The road transportation network is one of the leading causes of injury and death in the world. Compared to aviation or rail, road transportation is significantly more dangerous due to its continued reliance on human drivers and the frequent occurrence of unsafe, complex traffic scenarios. Over the last decade, there has been a significant push to introduce vehicle automation into road transportation to address these challenges. By replacing the human driver, vehicle automation has the potential to  revolutionize both the safety and efficiency of the road transportation network. However, in the most recent years, we have seen slower progress in this transformation. We attribute this slow down to the continued struggle for vehicle automation to handle a long tail of unexpected traffic issues, often stemming from occlusions, sensor uncertainty, or even system faults. One approach for addressing unexpected traffic issues is the integration of remote human operators who monitor, assist, and, when needed, control the vehicles. Although a key goal of vehicle automation has been to take humans out-of-the-loop, these remote human operators form a layer of resiliency that help fill in automation gaps and mitigate failures throughout a vehicle's operation. However, by integrating remote human operators, we risk introducing new human errors into the road transportation network.

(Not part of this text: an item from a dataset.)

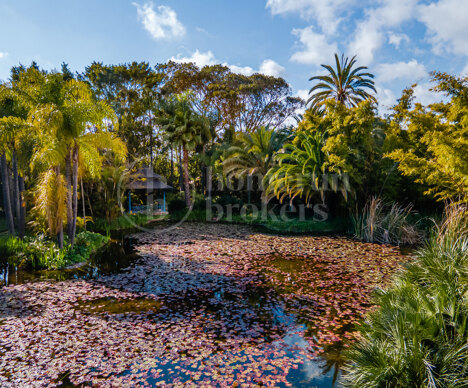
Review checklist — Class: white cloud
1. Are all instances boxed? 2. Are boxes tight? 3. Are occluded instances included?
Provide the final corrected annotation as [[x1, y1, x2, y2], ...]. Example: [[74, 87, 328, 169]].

In this thesis, we seek to address this challenge by designing a new control framework that explicitly and safely integrates remote human operators into the engineering and automation of connected vehicles. Our core design approach is to closely inspect the roles that remote human operators play when supervising connected vehicles and adapt traditional control principles to these roles. For this adaptation, we detail a new methodology that combines formal methods and reachability analysis to enable online verification. We show that we can verify an operator-designed specification by constructing a computational structure called temporal logic trees using either hybrid zonotope-based or Hamilton-Jacobi reachability analysis. Through their modularity, temporal logic trees ensure that when a connected vehicle's specification is changed, the verification result can be updated in real-time. Moreover, we show that when the temporal logic trees are constructed using Hamilton-Jacobi reachability analysis, we are able to efficiently synthesize specification-compliant control sets that contain the control inputs a vehicle can implement to ensure it satisfies its requirements. Using the synthesized control sets, we design a shared autonomy system that allows a remote operator to safely control a connected vehicle in cases where automation is insufficient. By leveraging this methodology, we develop a framework that allows a remote human operator to change a connected vehicle's driving specification, automate the vehicle to complete the updated specification, and even intervene on the vehicle's operation, all with guarantees that the vehicle will comply with the specification. We validate both the technological feasibility and benefits of the developed framework on a small-scale connected vehicle testbed enabled with a 5G cellular network.